Let $ x + y + z = k$, then $ x^2 + y^2 + z^2 - xy - yz - zx = \frac {1}{k}$ and clearly $ k > 0$. Now we obtain \[ x^2 + y^2 + z^2 + 2(xy + yz + zx) = k^2 \] \[ xy + yz + zx = \frac {k^3 - 1}{3k} \] \[ x^2 + y^2 + z^2 = \frac {k^3 + 2}{3k} \ge 1 \] by AM-GM Inequality. Let $ x = y = 0$ dan $ z = 1$, we know that the minimum value is $ 1$.

let $x^2+y^2+z^2=q,x+y+z=p$ then $p(q-\frac{p^2-q}{2}=1$ hence $q=\frac{\frac{2}{p}+p^2}{3}$ by derivatives when $p=1,q_{min}=1$ QED

littletush wrote: let $x^2+y^2+z^2=q,x+y+z=p$ then $p(q-\frac{p^2-q}{2}=1$ hence $q=\frac{\frac{2}{p}+p^2}{3}$ by derivatives when $p=1,q_{min}=1$ QED Actually you don't need derivatives. By AM-GM, $\frac{\frac{2}{p}+p^2}{3}=\frac{1}{3}\left(\frac{1}{p}+\frac{1}{p}+p^2\right)\ge \frac{1}{3}\left(3\sqrt[3]{\frac{1}{p} \frac{1}{p} p^2}\right)=\boxed{1}$. (Equality occurs iff $\frac{1}{p}=p^2\Rightarrow p=1$.)

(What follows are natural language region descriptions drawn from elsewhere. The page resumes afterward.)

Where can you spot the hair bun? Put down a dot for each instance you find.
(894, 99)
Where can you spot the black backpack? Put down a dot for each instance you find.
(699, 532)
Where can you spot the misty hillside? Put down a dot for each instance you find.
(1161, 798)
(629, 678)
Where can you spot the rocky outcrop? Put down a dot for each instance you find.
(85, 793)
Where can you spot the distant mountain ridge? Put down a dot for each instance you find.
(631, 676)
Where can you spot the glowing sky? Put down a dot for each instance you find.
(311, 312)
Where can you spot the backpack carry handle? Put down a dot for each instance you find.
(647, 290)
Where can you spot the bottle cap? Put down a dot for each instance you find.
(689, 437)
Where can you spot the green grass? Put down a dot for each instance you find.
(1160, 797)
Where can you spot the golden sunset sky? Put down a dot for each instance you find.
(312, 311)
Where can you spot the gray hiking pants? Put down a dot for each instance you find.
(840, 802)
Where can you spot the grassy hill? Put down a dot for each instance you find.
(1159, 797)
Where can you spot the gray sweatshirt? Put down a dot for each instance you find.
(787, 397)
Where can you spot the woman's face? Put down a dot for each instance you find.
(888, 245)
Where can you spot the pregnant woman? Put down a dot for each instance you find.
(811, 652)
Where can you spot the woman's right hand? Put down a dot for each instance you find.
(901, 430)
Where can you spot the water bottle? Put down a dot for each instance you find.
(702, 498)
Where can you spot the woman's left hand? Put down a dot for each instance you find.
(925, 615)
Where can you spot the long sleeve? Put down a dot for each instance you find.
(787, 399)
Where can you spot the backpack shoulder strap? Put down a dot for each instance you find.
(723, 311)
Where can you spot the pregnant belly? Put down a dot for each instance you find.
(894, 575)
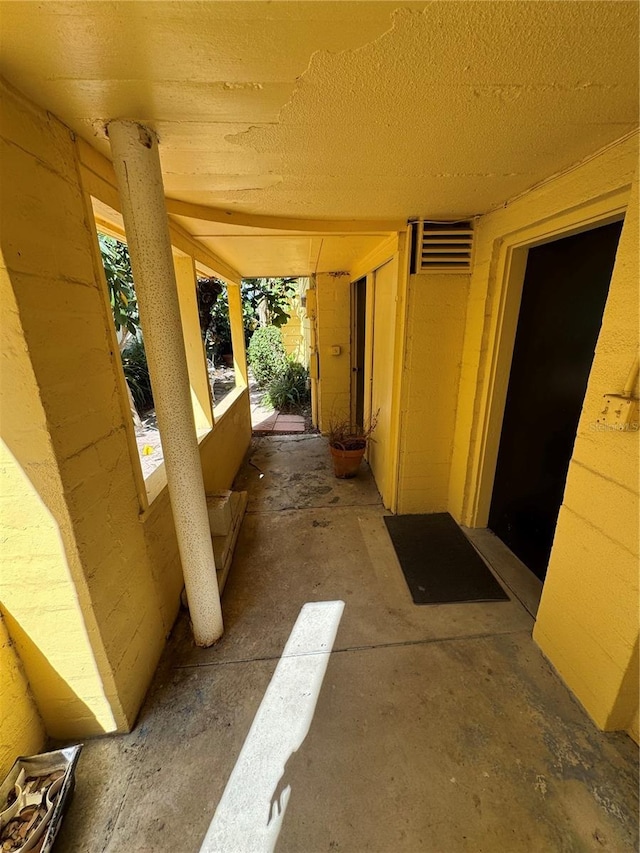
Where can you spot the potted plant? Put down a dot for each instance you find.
(348, 444)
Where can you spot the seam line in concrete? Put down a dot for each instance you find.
(305, 508)
(363, 648)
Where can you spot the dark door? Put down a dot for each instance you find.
(565, 290)
(360, 296)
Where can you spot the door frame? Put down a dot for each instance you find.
(510, 257)
(354, 346)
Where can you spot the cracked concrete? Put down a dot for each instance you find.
(437, 728)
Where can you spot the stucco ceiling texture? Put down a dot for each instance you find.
(339, 110)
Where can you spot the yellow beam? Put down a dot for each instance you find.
(284, 223)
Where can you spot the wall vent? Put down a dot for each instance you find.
(444, 246)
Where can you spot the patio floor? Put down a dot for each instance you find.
(437, 728)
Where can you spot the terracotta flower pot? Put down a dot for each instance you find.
(346, 462)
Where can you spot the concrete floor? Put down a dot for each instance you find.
(438, 728)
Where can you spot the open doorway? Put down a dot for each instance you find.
(564, 293)
(359, 315)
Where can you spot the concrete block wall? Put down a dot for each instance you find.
(94, 585)
(588, 618)
(431, 371)
(22, 731)
(333, 326)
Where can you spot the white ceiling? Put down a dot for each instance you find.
(337, 110)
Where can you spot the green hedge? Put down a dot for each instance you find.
(267, 355)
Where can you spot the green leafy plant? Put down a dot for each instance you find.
(344, 435)
(136, 372)
(122, 295)
(267, 355)
(290, 390)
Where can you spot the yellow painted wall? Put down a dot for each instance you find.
(45, 600)
(22, 730)
(93, 591)
(333, 328)
(295, 333)
(588, 619)
(430, 377)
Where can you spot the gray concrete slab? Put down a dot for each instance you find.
(294, 472)
(438, 729)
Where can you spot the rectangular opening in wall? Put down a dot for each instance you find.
(129, 337)
(215, 327)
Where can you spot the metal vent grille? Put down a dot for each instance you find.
(444, 247)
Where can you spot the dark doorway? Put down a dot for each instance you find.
(360, 314)
(564, 294)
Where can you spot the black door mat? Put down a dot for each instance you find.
(439, 563)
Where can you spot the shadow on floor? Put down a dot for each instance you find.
(436, 729)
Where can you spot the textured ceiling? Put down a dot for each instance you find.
(339, 110)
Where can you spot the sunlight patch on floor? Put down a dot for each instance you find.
(252, 808)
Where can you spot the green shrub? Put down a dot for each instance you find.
(289, 390)
(267, 356)
(136, 372)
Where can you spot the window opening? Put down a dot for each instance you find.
(130, 338)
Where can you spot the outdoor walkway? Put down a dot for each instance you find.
(265, 420)
(437, 728)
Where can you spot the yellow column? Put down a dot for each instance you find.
(237, 334)
(194, 348)
(137, 167)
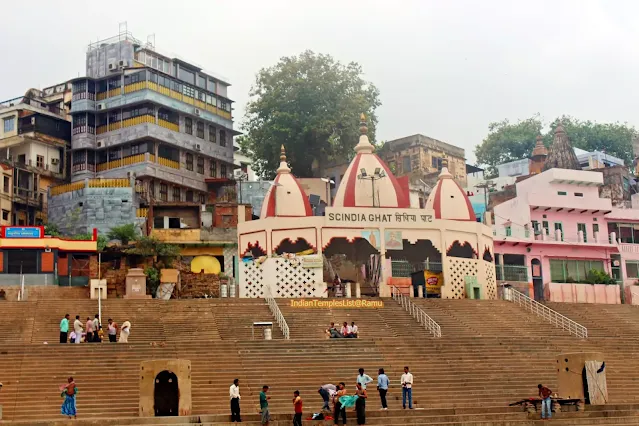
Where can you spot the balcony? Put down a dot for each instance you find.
(511, 273)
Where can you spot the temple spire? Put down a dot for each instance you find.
(283, 168)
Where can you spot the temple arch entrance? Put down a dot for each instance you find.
(166, 394)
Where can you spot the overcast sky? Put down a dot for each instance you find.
(444, 68)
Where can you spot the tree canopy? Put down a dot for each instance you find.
(508, 141)
(311, 104)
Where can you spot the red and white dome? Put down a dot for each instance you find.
(448, 199)
(368, 182)
(285, 198)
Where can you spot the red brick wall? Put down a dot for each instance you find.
(46, 262)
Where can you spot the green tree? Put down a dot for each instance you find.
(124, 233)
(311, 104)
(508, 141)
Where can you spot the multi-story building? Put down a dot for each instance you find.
(422, 156)
(35, 135)
(144, 115)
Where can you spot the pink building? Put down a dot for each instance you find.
(556, 230)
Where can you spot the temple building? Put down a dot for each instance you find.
(370, 226)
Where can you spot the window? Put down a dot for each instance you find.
(212, 134)
(164, 189)
(222, 138)
(582, 227)
(559, 227)
(189, 162)
(632, 267)
(562, 270)
(406, 164)
(9, 124)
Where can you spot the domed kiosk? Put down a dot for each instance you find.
(285, 251)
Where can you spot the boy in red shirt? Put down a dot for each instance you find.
(297, 403)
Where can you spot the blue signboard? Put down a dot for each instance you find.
(17, 232)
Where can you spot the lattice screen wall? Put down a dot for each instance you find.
(285, 279)
(489, 282)
(455, 273)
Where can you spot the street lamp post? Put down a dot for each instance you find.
(377, 175)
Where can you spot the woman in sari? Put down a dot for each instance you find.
(69, 392)
(124, 332)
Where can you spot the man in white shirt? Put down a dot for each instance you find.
(234, 393)
(407, 388)
(77, 328)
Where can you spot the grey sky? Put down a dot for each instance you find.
(444, 68)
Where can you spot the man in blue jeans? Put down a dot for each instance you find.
(546, 406)
(407, 388)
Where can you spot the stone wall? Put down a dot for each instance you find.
(78, 212)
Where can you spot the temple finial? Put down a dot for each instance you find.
(363, 128)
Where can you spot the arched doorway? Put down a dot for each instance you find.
(166, 394)
(538, 279)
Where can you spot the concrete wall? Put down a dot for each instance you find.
(80, 211)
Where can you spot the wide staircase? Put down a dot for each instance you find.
(491, 353)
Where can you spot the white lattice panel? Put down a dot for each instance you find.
(251, 280)
(457, 269)
(490, 284)
(285, 279)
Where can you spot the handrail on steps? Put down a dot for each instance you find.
(277, 314)
(416, 312)
(539, 309)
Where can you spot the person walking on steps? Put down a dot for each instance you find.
(64, 329)
(77, 329)
(112, 329)
(297, 405)
(341, 391)
(234, 392)
(266, 415)
(382, 387)
(326, 392)
(69, 390)
(360, 404)
(407, 389)
(546, 404)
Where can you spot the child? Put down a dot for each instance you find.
(297, 404)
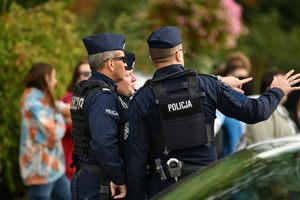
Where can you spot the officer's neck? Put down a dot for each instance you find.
(165, 64)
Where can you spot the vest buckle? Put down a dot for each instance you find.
(174, 168)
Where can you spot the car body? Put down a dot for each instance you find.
(263, 171)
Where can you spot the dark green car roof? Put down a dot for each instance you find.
(266, 170)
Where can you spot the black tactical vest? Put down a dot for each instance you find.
(80, 129)
(181, 113)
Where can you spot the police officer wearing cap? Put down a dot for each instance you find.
(97, 115)
(171, 118)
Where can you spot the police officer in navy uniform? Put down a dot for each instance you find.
(97, 114)
(171, 118)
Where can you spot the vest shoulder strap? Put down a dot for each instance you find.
(186, 72)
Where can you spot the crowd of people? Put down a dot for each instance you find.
(106, 140)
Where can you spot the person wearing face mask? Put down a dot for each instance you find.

On the other hand, here is an unfortunate substitution I found which leads to an obvious use of derivatives. By the "difference of three cubes" (this is the official name) factorization we have $x^3+y^3+z^3-3xyz=(x+y+z)(x^2+y^2+z^2-xy-yz-zx)=1$. Let $a:=x+y+z$ and $b:=xy+yz+zx$ so that the equation becomes $a(a^2-3b)=1$. We want to minimize $a^2-2b$, so we let $X:=a^2-2b$ to get $a(X-b)=1\Rightarrow X=\frac{1}{a}+\frac{b}{a}$. Now solving $a(a^2-3b)=1$ for $b$ gives $b=\frac{a^2-\frac{1}{a}}{3}$. Hence, substituting into our $X$-equation and simplifying, we obtain $X=\frac{a^2+3a-1}{3a^2}$. Differentiating $X$ w.r.t. $a$ and setting it equal to $0$ to find the minimum yields \begin{align*}X' & =\frac{a^3-3a+2}{3a^3}=0\\ &\Leftrightarrow a^3-3a+2=0\\ &\Leftrightarrow (a-1)^2(a+2)=0.\end{align*} Clearly $a>0$ (which can be seen from $a((x-y)^2+(y-z)^2+(z-x)^2)=1$), hence if there is a minimum it must occur at $a=1$. Now $X''=\frac{2(a-1)}{a^4}$ which is $0$ at $a=1$. So we evaluate $X'$ at $a\pm \epsilon$ to find that the function is increasing at $a=1$. Thus, there exists a minimum at this value of $a$. Finally, plugging $a=1$ into into $X$ yields $\boxed{X=1}$, which is the desired minimum.